TP53 mutation or overexpression of p53 protein is particularly a negative prognostic predictor [14-17]. The higher variant allele frequency (VAF) of TP53 mutations is associated with the shorter overall survival time [14]. Mutated TP53 status in MDS patients is also associated with a poor response to a long run hypo methylation therapy [18]. MDS phenotyping by flow cytometry is proposed in Europe but have not yet been widely implicated in the USA. Accumulating data and experience might be helpful to make it mature and applicable in daily practice [19-20].
Precursor lesions that might be associated with or lead to MDS included clonal hematopoiesis of indeterminate potential (CHIP), [21,22] idiopathic cytopenias of undetermined significance (ICUS)[23] clonal cytopenias of undetermined significance (CCUS) [24]. Different from the presumable or de novo MDS with clinical presentation or laboratory changes, CHIP is age related hematopoietic clone and is driven by mutations occurred frequently in myeloid neoplasm, commonly DNMT3A, TET2, ASXL1 and less frequently JAK2, SF3B1, SRSF2, and TP53. The incident rate of transformation from CHIP to MDS/AML or other lymphoid neoplasms is 0.5-1.0% per year. Both ICUS and CCUS are possible but not proven to be MDS. The patients with ICUS should have sustained cytopenia for >6 months without explainable etiology and does not meet WHO diagnostic criteria for MDS. Patients with CCUS show persistent unexplainable cytopenia without dysplasia, similar to ICUS, but harbor gene mutations (e.g. DNMT3A, TET2, ASXL1, and TP53), similar to those found in CHIP [25]. Clinical adjustment is needed for the decision whether a longterm follow-up is needed. Of importance, before diagnosis of ICUS and CCUS a complete investigation is highly recommended to exclude other hematologic or non-hematopoietic etiology of cytopenia. The myeloid neoplasms with germline predisposition (MNGP) found in familial MDS or other myeloid neoplasms include 1) AML with germline CEBPA or DDX41 mutations, 2) myeloid neoplasms with germline RUNX-1, ANKRD26 or ETV6 mutations which often have preexisting platelet disorder, and 3) myeloid neoplasms with germline mutations accompanying with organ dysfunction, e.g., Down syndrome, neurofibromatosis, Nooner syndrome, telomere disorder or GATA2 mutation [5]. An accurate diagnosis of MNGP requires a systemic and familial genomic and gene level investigation. There is no discrete treatment plan implicated in the aforementioned situations. However, the potentiality for development of myeloid neoplasm (e.g., MDS or AML) in patients with genetic alterations or mutations, warrant a close clinical monitor and follow-up.
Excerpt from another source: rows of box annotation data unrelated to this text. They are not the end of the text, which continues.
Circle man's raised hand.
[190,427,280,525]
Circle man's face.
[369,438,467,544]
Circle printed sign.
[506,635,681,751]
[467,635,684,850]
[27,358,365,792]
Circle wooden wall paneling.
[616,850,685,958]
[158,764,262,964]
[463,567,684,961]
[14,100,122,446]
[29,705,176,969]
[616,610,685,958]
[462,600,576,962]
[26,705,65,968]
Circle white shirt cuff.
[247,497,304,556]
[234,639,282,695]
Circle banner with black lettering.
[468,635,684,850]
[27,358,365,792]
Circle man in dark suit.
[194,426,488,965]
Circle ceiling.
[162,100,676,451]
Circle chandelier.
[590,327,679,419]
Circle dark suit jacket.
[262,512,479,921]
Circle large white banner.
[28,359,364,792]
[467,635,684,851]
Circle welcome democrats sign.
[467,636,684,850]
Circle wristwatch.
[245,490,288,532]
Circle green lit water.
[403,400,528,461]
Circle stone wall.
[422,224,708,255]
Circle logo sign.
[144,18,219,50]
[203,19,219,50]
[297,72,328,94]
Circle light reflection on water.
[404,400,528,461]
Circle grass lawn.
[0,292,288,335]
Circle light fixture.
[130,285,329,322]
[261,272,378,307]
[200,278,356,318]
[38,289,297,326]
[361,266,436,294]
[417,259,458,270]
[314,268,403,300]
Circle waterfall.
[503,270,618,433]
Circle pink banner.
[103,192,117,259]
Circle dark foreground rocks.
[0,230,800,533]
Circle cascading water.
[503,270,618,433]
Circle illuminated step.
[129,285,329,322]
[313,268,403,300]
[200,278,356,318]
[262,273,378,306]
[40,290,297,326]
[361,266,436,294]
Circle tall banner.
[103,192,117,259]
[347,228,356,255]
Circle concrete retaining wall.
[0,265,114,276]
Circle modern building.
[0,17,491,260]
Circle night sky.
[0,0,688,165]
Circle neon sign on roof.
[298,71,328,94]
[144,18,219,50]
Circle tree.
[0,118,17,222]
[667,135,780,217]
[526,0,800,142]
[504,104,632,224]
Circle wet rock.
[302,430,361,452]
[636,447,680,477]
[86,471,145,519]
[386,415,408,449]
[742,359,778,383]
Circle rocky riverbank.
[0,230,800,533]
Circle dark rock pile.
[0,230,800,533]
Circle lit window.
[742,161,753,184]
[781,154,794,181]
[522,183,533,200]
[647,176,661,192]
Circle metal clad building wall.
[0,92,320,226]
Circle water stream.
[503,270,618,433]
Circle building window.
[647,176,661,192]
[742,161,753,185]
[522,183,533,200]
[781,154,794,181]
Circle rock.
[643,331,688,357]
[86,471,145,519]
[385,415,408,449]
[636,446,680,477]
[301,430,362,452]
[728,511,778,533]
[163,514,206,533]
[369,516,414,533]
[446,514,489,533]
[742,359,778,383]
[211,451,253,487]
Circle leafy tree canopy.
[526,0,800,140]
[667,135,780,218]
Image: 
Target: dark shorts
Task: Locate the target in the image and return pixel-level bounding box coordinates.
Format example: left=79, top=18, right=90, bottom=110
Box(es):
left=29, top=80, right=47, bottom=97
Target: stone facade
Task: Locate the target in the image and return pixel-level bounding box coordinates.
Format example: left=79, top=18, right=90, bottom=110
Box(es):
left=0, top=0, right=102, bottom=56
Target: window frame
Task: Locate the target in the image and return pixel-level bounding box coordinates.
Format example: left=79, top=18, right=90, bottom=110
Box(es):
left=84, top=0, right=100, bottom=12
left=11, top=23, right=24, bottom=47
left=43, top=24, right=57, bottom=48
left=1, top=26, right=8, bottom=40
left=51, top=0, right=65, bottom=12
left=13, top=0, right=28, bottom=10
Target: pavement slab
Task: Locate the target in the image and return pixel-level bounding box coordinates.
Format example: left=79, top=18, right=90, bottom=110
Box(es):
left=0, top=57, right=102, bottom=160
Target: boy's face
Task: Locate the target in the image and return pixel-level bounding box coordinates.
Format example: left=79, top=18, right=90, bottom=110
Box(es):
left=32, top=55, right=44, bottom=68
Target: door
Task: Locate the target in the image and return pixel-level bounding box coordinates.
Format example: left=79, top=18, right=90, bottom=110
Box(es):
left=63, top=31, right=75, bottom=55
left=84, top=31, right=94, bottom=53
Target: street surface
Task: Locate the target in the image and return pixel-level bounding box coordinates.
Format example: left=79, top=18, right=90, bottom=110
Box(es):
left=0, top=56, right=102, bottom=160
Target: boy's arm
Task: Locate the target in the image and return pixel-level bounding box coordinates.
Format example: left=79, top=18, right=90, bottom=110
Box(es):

In summary, in the era of molecular diagnosis and personalized medicine, it is important to pay attention to precursor lesions e.g. CHIP, ICUS, CCUS and MNGP that could lead to MDS or AML. Integrating morphology, revision of WHO subclassification, risk stratification according to IPSS and R-IPSS, genetic profiles and immunophenotyping is necessary for clinical diagnosis and management of MDS patients.